Linux developers are in the process of patching a high-severity vulnerability that, in certain cases, allows the installation of malware that runs at the firmware level, giving infections access to the deepest parts of a device where they’re hard to detect or remove.
The vulnerability resides in shim, which in the context of Linux is a small component that runs in the firmware early in the boot process before the operating system has started. More specifically, the shim accompanying virtually all Linux distributions plays a crucial role in secure boot, a protection built into most modern computing devices to ensure every link in the boot process comes from a verified, trusted supplier. Successful exploitation of the vulnerability allows attackers to neutralize this mechanism by executing malicious firmware at the earliest stages of the boot process before the Unified Extensible Firmware Interface firmware has loaded and handed off control to the operating system.

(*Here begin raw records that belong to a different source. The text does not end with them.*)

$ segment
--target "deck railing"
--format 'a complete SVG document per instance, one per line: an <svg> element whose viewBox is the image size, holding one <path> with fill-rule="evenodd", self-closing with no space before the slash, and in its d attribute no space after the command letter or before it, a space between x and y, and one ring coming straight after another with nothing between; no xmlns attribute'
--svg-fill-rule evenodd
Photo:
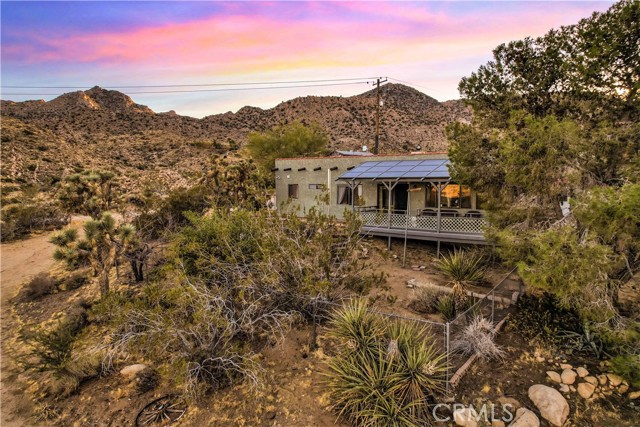
<svg viewBox="0 0 640 427"><path fill-rule="evenodd" d="M437 215L407 215L406 211L389 211L385 209L366 209L358 211L362 225L378 228L402 228L444 233L482 234L487 225L484 218L466 216L440 216L438 227Z"/></svg>

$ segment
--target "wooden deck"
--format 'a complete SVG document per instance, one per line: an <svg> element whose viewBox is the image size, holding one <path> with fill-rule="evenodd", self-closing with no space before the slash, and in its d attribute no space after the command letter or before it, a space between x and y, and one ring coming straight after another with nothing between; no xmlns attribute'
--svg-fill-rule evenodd
<svg viewBox="0 0 640 427"><path fill-rule="evenodd" d="M414 240L486 245L484 218L409 216L382 212L358 212L361 233L371 236L405 237Z"/></svg>

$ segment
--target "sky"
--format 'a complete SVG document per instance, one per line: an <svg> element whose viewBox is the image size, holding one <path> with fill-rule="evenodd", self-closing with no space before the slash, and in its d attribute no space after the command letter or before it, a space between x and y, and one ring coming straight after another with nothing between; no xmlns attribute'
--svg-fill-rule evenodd
<svg viewBox="0 0 640 427"><path fill-rule="evenodd" d="M459 98L460 79L499 44L611 4L2 1L0 95L50 100L98 85L156 112L203 117L298 96L351 96L388 77L445 101ZM311 83L124 87L291 81ZM304 85L314 87L282 88ZM166 91L174 92L148 93Z"/></svg>

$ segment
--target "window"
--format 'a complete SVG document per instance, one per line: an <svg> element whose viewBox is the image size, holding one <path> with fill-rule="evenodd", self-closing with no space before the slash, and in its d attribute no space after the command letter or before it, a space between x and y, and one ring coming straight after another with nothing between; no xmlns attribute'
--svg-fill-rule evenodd
<svg viewBox="0 0 640 427"><path fill-rule="evenodd" d="M298 184L289 184L289 198L290 199L298 198Z"/></svg>
<svg viewBox="0 0 640 427"><path fill-rule="evenodd" d="M324 190L324 184L309 184L309 190Z"/></svg>
<svg viewBox="0 0 640 427"><path fill-rule="evenodd" d="M466 185L449 184L440 195L442 207L471 209L471 188Z"/></svg>
<svg viewBox="0 0 640 427"><path fill-rule="evenodd" d="M337 186L337 190L338 190L338 197L337 197L337 204L339 205L351 205L354 204L354 200L353 200L353 191L351 190L351 188L348 185L338 185ZM357 197L361 197L362 196L362 185L358 185L356 187L356 195ZM356 204L357 204L357 199L356 199Z"/></svg>
<svg viewBox="0 0 640 427"><path fill-rule="evenodd" d="M438 207L438 189L435 184L427 183L427 194L425 195L425 208Z"/></svg>

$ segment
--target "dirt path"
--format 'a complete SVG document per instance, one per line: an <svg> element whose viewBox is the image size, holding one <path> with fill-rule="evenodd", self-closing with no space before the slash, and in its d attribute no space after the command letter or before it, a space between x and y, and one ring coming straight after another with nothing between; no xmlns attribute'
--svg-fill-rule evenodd
<svg viewBox="0 0 640 427"><path fill-rule="evenodd" d="M74 217L71 226L79 228L85 217ZM5 345L11 333L12 318L10 300L20 285L38 273L46 272L53 267L54 245L49 243L52 233L44 233L26 240L0 245L0 324L2 325L2 354L0 357L0 425L13 427L25 425L21 415L28 408L24 391L17 389L13 381L17 377L9 370L10 361L6 356L11 352Z"/></svg>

The vulnerability, tracked as CVE-2023-40547, is what’s known as a buffer overflow, a coding bug that allows attackers to execute code of their choice. It resides in a part of the shim that processes booting up from a central server on a network using the same HTTP that the Internet is based on. Attackers can exploit the code-execution vulnerability in various scenarios, virtually all following some form of successful compromise of either the targeted device or the server or network the device boots from.
“An attacker would need to be able to coerce a system into booting from HTTP if it’s not already doing so, and either be in a position to run the HTTP server in question or MITM traffic to it,” Matthew Garrett, a security developer and one of the original shim authors, wrote in an online interview. “An attacker (physically present or who has already compromised root on the system) could use this to subvert secure boot (add a new boot entry to a server they control, compromise shim, execute arbitrary code).”

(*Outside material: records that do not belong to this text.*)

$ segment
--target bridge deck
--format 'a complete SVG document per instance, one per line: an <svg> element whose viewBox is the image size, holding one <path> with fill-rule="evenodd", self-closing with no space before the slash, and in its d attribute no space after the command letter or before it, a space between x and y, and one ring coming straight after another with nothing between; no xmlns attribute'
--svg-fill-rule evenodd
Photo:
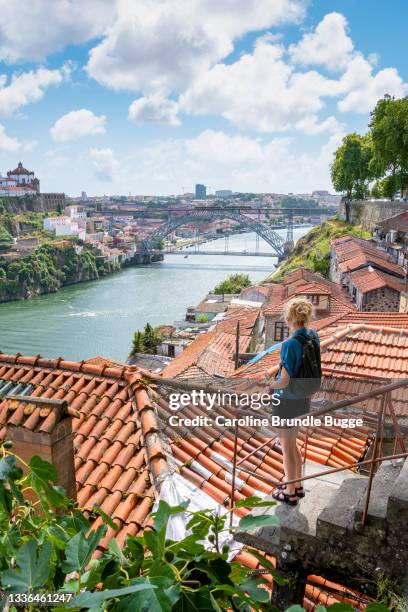
<svg viewBox="0 0 408 612"><path fill-rule="evenodd" d="M241 257L278 257L276 253L272 253L271 251L204 251L201 249L193 250L189 249L188 251L162 251L167 255L240 255Z"/></svg>

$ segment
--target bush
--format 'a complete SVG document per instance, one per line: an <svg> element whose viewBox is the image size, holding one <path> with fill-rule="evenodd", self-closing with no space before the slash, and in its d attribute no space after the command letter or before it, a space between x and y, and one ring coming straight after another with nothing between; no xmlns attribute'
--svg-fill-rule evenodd
<svg viewBox="0 0 408 612"><path fill-rule="evenodd" d="M241 293L243 289L251 286L248 274L232 274L225 281L219 283L213 293L222 295L224 293Z"/></svg>

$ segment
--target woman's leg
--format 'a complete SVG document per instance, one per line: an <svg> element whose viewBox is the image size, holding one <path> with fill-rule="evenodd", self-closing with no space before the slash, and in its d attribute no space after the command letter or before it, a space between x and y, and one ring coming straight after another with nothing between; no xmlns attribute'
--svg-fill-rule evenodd
<svg viewBox="0 0 408 612"><path fill-rule="evenodd" d="M294 480L302 476L302 455L296 443L297 432L297 427L288 427L279 432L286 480ZM285 493L294 495L295 488L299 486L301 483L288 484Z"/></svg>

Stated differently, these scenarios include:
- Acquiring the ability to compromise a server or perform an adversary-in-the-middle impersonation of it to target a device that’s already configured to boot using HTTP
- Already having physical access to a device or gaining administrative control by exploiting a separate vulnerability.

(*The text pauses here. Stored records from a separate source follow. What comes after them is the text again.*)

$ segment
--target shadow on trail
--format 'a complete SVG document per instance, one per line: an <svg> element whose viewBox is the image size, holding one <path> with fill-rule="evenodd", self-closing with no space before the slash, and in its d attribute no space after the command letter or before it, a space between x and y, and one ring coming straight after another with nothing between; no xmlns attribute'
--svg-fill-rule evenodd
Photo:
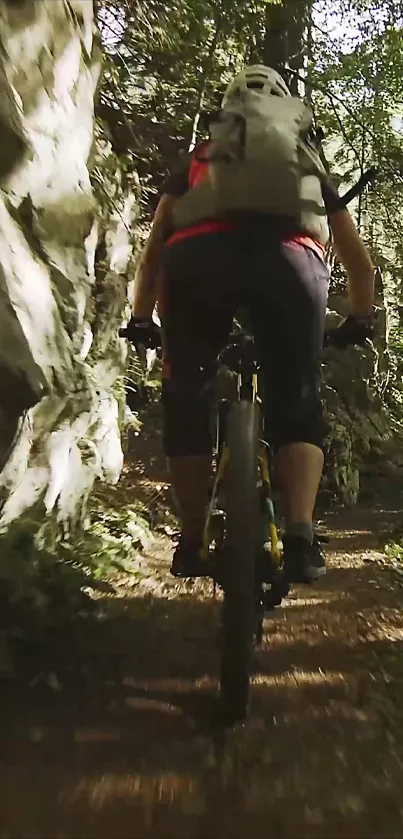
<svg viewBox="0 0 403 839"><path fill-rule="evenodd" d="M220 748L219 604L111 601L53 649L59 691L3 692L0 836L401 836L403 619L373 578L331 571L267 619L250 721Z"/></svg>

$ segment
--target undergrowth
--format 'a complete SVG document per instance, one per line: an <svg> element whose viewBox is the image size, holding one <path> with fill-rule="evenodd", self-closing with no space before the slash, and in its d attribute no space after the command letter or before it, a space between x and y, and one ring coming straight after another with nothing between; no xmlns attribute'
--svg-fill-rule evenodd
<svg viewBox="0 0 403 839"><path fill-rule="evenodd" d="M99 617L124 572L140 575L140 550L151 538L147 510L124 486L97 487L84 526L70 539L48 520L23 518L0 536L0 633L12 645L40 645L49 632ZM1 648L1 645L0 645ZM1 674L0 655L0 674Z"/></svg>
<svg viewBox="0 0 403 839"><path fill-rule="evenodd" d="M403 560L403 536L397 542L390 542L385 547L385 554L389 559L402 562Z"/></svg>
<svg viewBox="0 0 403 839"><path fill-rule="evenodd" d="M146 433L142 413L148 425L160 387L155 365L149 371L138 367L137 377L130 368L138 404L134 412L125 409L125 450L130 435ZM116 387L124 404L127 382ZM154 500L145 506L133 498L124 479L116 486L98 483L82 526L68 536L54 516L45 517L41 504L0 534L0 677L5 660L9 670L8 650L15 643L45 648L52 633L67 638L80 621L105 615L102 595L114 596L122 574L134 582L141 577L140 552L156 526Z"/></svg>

While these hurdles are steep, they’re by no means impossible, particularly the ability to compromise or impersonate a server that communicates with devices over HTTP, which is unencrypted and requires no authentication. These particular scenarios could prove useful if an attacker has already gained some level of access inside a network and is looking to take control of connected end-user devices. These scenarios, however, are largely remedied if servers use HTTPS, the variant of HTTP that requires a server to authenticate itself. In that case, the attacker would first have to forge the digital certificate the server uses to prove it’s authorized to provide boot firmware to devices.
The ability to gain physical access to a device is also difficult and is widely regarded as grounds for considering it to be already compromised. And, of course, already obtaining administrative control through exploiting a separate vulnerability in the operating system is hard and allows attackers to achieve all kinds of malicious objectives.